Concretely, list_dir("g") (or "g/" — the argument is rstrip("/")-ed) raises whenever an object keyed "g/" exists. obstore lists with prefix "g/", and the marker keyed "g/" is returned as an object that obstore reports as path "g". That entry is then run through _transform_list_dir / _relativize_path (zarr/storage/_obstore.py, zarr/storage/_utils.py):

async def _transform_list_dir(
    list_result_coroutine: Coroutine[Any, Any, ListResult[Sequence[ObjectMeta]]], prefix: str
) -> AsyncGenerator[str, None]:
    list_result = await list_result_coroutine
    prefix = prefix.rstrip("/")
    for path in chain(
        list_result["common_prefixes"], map(itemgetter("path"), list_result["objects"])
    ):
        yield _relativize_path(path=path, prefix=prefix)


def _relativize_path(*, path: str, prefix: str) -> str:
    if prefix == "":
        return path
    else:
        _prefix = f"{prefix}/"
        if not path.startswith(_prefix):
            raise ValueError(f"The first component of {path} does not start with {prefix}.")
        return path.removeprefix(_prefix)

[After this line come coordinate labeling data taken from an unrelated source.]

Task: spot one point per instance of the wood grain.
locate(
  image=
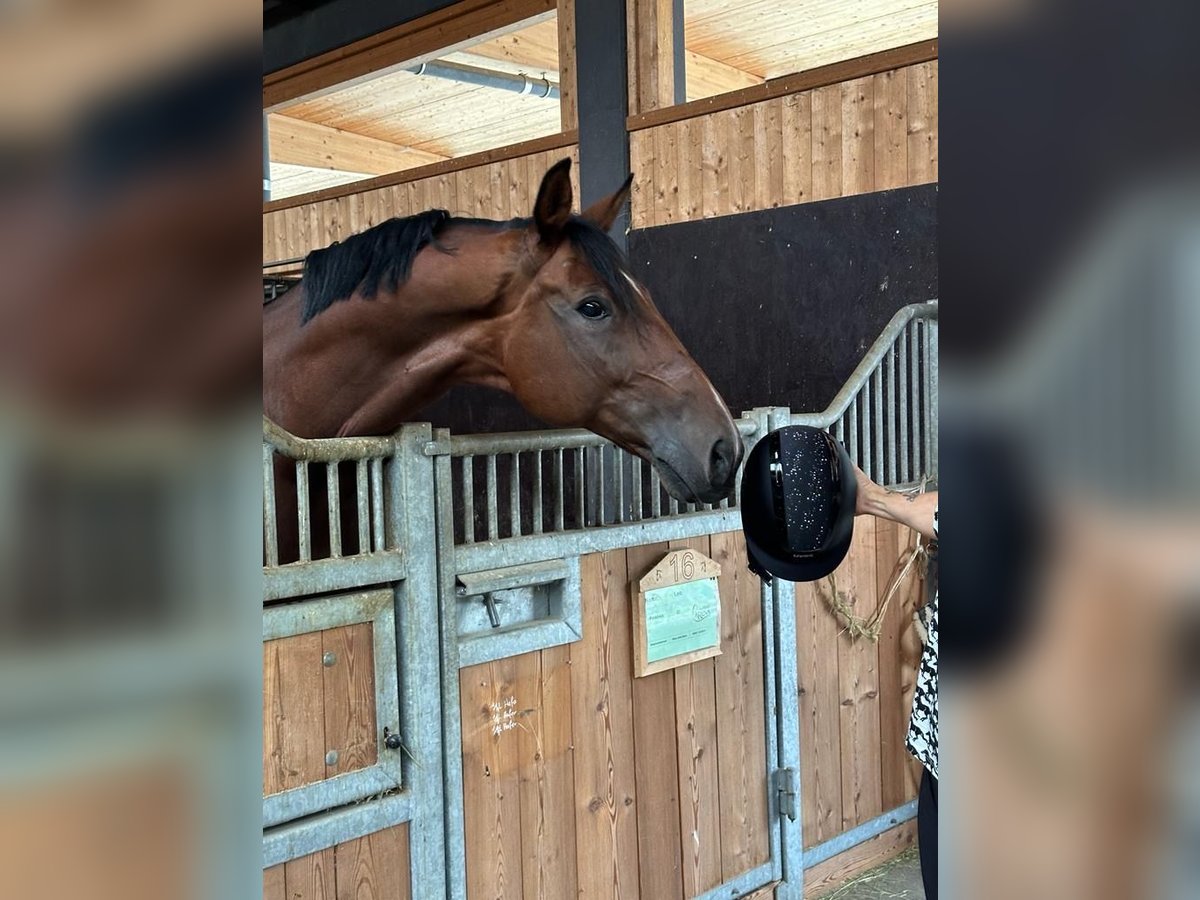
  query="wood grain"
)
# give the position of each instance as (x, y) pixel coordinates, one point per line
(835, 73)
(351, 697)
(657, 767)
(859, 684)
(897, 781)
(857, 136)
(274, 883)
(741, 714)
(376, 865)
(293, 715)
(311, 877)
(891, 130)
(601, 720)
(700, 821)
(816, 636)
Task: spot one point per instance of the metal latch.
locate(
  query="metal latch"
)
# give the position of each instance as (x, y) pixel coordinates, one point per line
(785, 783)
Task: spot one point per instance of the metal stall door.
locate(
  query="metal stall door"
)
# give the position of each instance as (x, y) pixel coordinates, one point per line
(510, 583)
(352, 701)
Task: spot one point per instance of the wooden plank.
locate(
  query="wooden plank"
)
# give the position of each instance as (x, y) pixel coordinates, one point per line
(311, 877)
(706, 77)
(376, 865)
(298, 142)
(274, 883)
(741, 714)
(816, 639)
(601, 724)
(293, 719)
(666, 175)
(568, 84)
(641, 199)
(820, 77)
(546, 786)
(651, 54)
(923, 124)
(742, 174)
(510, 151)
(858, 136)
(891, 130)
(712, 166)
(491, 798)
(437, 34)
(858, 664)
(657, 767)
(829, 875)
(691, 163)
(349, 697)
(897, 784)
(827, 143)
(697, 753)
(797, 148)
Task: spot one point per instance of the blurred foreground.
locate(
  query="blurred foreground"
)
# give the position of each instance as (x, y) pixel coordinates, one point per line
(1071, 274)
(130, 489)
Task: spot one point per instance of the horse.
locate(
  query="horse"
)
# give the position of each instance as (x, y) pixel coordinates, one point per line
(544, 307)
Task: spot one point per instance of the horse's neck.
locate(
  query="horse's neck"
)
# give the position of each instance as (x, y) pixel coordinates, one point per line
(385, 359)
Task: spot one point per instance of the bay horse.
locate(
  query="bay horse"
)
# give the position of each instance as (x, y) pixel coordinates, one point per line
(545, 307)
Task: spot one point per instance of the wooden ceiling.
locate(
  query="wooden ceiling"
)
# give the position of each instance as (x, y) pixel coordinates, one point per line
(400, 120)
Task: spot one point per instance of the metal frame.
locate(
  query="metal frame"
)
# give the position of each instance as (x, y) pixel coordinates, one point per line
(384, 775)
(886, 414)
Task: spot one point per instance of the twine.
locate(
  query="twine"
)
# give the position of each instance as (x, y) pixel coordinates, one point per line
(843, 605)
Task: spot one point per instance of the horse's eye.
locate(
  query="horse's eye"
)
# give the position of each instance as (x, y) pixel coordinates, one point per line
(592, 309)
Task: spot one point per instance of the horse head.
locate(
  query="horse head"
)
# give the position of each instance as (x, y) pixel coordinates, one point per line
(585, 346)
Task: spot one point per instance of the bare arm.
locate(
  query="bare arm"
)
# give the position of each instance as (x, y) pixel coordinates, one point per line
(915, 510)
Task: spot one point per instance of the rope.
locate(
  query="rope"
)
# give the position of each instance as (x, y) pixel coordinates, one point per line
(843, 605)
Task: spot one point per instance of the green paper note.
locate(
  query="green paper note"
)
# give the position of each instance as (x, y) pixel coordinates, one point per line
(681, 618)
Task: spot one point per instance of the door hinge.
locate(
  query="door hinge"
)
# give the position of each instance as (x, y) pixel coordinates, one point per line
(785, 783)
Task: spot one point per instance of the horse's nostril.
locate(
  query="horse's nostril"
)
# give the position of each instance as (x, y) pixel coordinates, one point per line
(721, 461)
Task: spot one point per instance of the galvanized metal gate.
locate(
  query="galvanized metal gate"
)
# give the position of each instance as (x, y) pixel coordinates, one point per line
(468, 550)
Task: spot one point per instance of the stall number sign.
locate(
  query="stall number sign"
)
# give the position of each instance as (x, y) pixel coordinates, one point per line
(677, 618)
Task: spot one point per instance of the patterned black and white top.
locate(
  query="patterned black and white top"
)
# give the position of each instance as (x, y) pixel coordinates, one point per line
(922, 738)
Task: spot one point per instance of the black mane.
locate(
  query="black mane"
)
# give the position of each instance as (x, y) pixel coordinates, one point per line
(382, 257)
(378, 257)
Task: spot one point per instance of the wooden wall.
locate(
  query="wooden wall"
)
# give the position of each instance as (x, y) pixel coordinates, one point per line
(864, 135)
(493, 190)
(582, 780)
(376, 865)
(856, 695)
(310, 708)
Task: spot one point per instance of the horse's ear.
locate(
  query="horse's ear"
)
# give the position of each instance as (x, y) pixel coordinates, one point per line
(604, 211)
(552, 209)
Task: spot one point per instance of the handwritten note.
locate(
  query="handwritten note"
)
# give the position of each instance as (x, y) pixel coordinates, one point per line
(682, 618)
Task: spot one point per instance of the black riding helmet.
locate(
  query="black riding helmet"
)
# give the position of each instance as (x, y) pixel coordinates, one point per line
(798, 497)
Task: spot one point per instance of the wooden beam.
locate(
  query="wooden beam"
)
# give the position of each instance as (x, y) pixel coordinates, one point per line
(568, 85)
(708, 77)
(652, 58)
(444, 31)
(318, 147)
(533, 48)
(526, 148)
(834, 73)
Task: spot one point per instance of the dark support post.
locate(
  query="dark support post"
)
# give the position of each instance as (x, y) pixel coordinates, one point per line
(679, 53)
(604, 103)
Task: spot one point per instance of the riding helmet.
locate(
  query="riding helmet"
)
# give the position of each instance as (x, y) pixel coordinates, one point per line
(798, 496)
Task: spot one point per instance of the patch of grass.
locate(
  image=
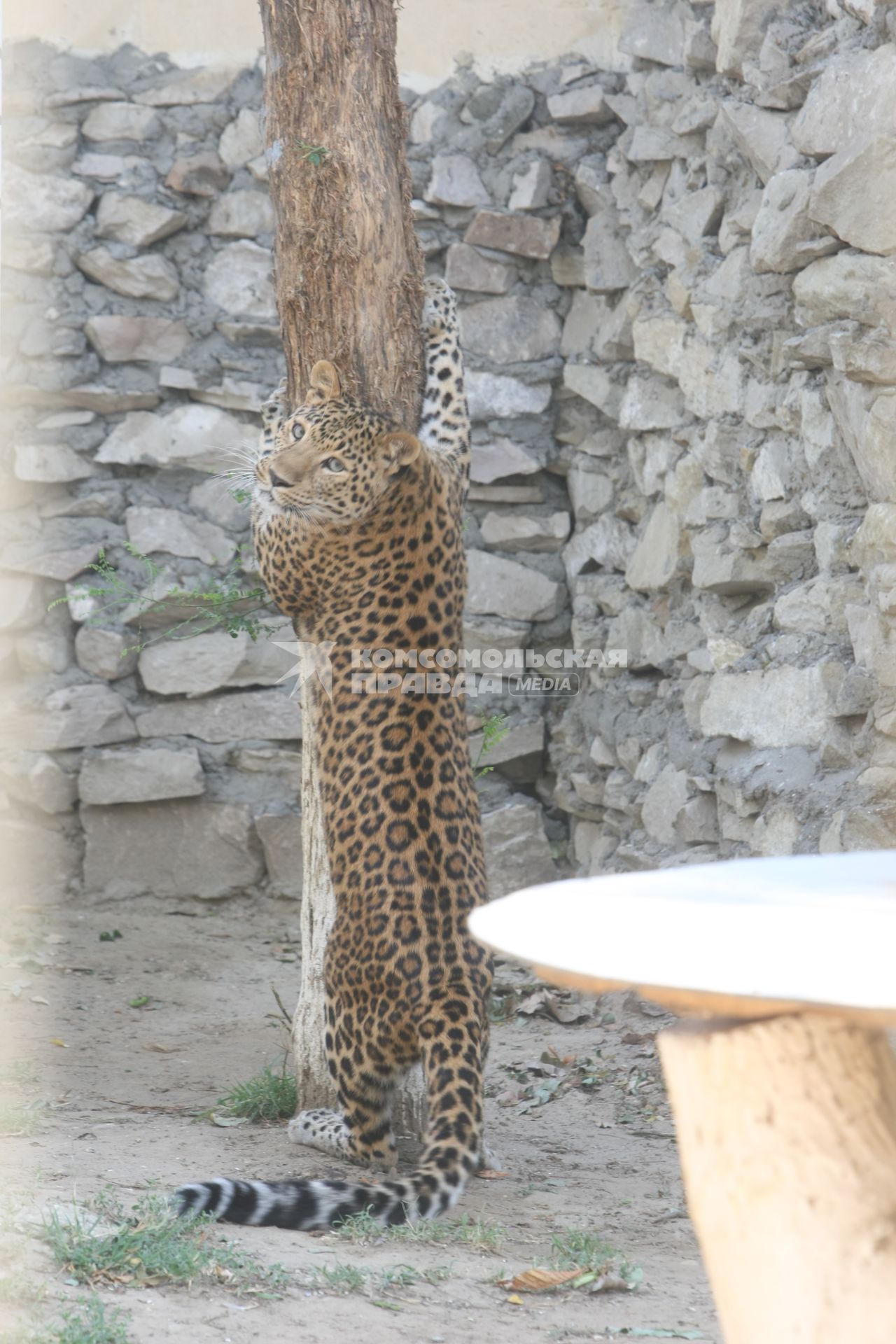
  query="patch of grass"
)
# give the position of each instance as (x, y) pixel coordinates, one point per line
(266, 1097)
(89, 1322)
(349, 1278)
(475, 1233)
(150, 1246)
(602, 1266)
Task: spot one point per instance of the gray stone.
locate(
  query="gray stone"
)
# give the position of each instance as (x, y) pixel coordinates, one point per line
(853, 194)
(35, 255)
(511, 331)
(596, 386)
(853, 96)
(498, 397)
(762, 137)
(216, 500)
(567, 267)
(727, 571)
(520, 234)
(61, 547)
(867, 421)
(782, 707)
(105, 654)
(239, 281)
(608, 264)
(516, 847)
(609, 542)
(656, 556)
(652, 402)
(153, 530)
(105, 167)
(656, 144)
(522, 741)
(516, 533)
(20, 603)
(74, 717)
(241, 140)
(39, 781)
(184, 848)
(200, 437)
(696, 214)
(818, 606)
(511, 590)
(663, 804)
(130, 219)
(465, 268)
(194, 667)
(49, 463)
(785, 237)
(531, 187)
(580, 106)
(199, 175)
(121, 121)
(738, 31)
(143, 277)
(42, 202)
(590, 493)
(501, 457)
(456, 182)
(653, 33)
(868, 356)
(242, 214)
(146, 340)
(183, 88)
(239, 715)
(143, 774)
(281, 838)
(849, 286)
(514, 111)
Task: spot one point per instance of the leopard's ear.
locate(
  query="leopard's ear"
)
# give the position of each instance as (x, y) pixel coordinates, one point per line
(399, 448)
(326, 385)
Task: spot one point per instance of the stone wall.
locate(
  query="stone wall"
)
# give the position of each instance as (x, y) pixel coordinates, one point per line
(679, 293)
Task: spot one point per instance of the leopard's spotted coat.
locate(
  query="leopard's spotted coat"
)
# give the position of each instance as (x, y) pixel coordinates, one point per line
(358, 531)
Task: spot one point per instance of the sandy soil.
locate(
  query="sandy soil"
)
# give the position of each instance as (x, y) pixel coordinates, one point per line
(125, 1085)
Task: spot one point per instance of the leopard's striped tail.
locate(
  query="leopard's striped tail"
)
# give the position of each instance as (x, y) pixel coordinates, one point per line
(300, 1205)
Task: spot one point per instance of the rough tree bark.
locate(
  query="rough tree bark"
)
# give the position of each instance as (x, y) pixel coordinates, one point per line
(348, 289)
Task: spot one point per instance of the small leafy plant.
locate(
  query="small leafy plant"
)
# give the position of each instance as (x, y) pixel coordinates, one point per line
(219, 605)
(495, 729)
(89, 1322)
(149, 1246)
(266, 1097)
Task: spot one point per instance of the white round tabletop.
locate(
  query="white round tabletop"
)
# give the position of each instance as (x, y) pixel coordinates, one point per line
(748, 937)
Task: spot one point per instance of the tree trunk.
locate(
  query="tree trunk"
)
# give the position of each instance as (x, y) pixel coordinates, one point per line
(348, 289)
(788, 1140)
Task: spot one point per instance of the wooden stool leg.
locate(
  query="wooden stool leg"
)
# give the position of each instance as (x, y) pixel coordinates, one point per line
(788, 1140)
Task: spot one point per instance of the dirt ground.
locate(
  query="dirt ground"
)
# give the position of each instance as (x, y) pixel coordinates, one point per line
(584, 1138)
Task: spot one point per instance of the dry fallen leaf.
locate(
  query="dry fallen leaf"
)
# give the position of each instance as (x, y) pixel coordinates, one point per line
(540, 1280)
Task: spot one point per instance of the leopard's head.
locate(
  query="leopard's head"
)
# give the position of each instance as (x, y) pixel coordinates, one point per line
(333, 458)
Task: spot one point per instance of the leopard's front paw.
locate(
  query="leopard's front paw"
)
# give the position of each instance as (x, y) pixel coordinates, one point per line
(440, 307)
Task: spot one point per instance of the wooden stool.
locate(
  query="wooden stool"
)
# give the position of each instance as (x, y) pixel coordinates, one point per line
(780, 1078)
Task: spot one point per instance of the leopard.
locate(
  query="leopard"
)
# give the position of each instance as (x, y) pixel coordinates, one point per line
(358, 530)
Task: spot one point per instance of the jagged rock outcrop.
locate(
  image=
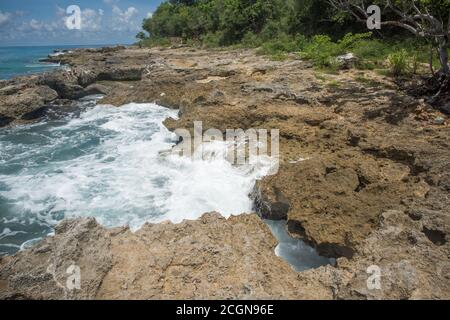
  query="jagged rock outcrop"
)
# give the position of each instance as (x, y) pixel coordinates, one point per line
(363, 177)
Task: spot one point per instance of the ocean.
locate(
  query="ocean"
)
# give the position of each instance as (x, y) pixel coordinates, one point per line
(112, 164)
(25, 60)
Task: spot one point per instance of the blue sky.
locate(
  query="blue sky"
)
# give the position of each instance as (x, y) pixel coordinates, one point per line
(42, 22)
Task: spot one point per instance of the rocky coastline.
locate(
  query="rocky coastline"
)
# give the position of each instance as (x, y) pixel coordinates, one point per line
(364, 178)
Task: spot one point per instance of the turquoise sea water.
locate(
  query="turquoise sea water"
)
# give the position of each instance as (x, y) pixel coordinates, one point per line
(112, 163)
(25, 60)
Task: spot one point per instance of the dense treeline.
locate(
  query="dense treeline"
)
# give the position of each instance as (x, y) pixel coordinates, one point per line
(227, 22)
(316, 29)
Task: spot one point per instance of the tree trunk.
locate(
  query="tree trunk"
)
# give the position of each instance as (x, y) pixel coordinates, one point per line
(443, 55)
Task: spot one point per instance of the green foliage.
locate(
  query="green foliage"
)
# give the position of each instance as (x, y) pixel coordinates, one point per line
(280, 27)
(400, 63)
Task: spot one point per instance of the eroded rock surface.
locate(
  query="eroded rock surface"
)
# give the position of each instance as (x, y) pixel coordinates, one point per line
(364, 177)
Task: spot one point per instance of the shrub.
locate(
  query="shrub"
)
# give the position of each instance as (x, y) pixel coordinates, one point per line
(321, 50)
(398, 62)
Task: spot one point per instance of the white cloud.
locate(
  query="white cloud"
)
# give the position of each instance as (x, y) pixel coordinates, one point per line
(5, 17)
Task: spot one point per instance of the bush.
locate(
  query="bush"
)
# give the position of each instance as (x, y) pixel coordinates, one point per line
(155, 42)
(398, 62)
(321, 50)
(251, 40)
(212, 40)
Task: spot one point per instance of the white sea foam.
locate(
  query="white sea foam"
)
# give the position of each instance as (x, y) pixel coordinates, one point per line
(107, 164)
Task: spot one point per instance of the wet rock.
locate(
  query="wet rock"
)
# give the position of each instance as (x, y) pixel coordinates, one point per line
(192, 260)
(121, 74)
(347, 61)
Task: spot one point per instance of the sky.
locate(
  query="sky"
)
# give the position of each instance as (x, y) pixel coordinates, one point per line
(43, 22)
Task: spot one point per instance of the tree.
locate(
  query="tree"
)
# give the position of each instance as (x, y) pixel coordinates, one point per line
(140, 35)
(429, 19)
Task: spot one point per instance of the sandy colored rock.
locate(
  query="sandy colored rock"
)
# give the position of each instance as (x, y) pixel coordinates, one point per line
(364, 177)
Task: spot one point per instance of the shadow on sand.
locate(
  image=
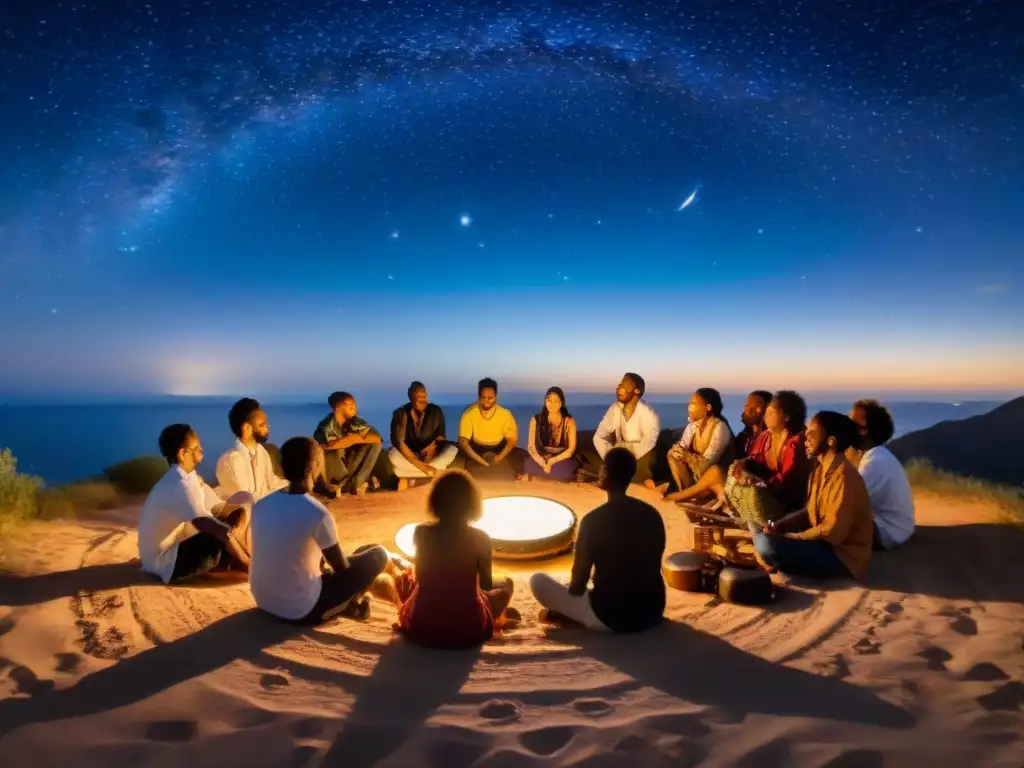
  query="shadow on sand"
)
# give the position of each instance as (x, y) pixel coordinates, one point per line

With path="g" and prefix="g", "g".startswith("g/") is false, so it raises instead of skipping the entry. (For prefix == "" it returns early, so only non-root listings are affected.)

Reproduced on Python 3.14.4, zarr 3.2.1, obstore 0.10.0. The key cannot be written through obstore, which strips the trailing slash on put, so the repro creates it with boto3. LocalStore and MemoryStore cannot reproduce this: a filesystem cannot hold both a file "g" and a directory "g/", and obstore's MemoryStore strips the trailing slash on put.

Steps to reproduce

# /// script
# requires-python = ">=3.11"
# dependencies = [
#     "zarr==3.2.1",
#     "obstore==0.10.0",
#     "boto3==1.43.22",
#     "moto[server]==5.2.1",
# ]
# ///
import asyncio, boto3, obstore.store
from moto.server import ThreadedMotoServer
from zarr.storage import ObjectStore

server = ThreadedMotoServer(port=0)
server.start()
host, port = server.get_host_and_port()
endpoint = f"http://{host}:{port}"

s3 = boto3.client("s3", endpoint_url=endpoint, region_name="us-east-1",
                  aws_access_key_id="x", aws_secret_access_key="x")
s3.create_bucket(Bucket="bucket")
s3.put_object(Bucket="bucket", Key="g/", Body=b"")  # directory-placeholder object

store = ObjectStore(obstore.store.S3Store(
    bucket="bucket", endpoint=endpoint, region="us-east-1",
    access_key_id="x", secret_access_key="x",
    client_options={"allow_http": True}, virtual_hosted_style_request=False,
))


async def main():
    # ValueError: The first component of g does not start with g.
    return [name async for name in store.list_dir("g")]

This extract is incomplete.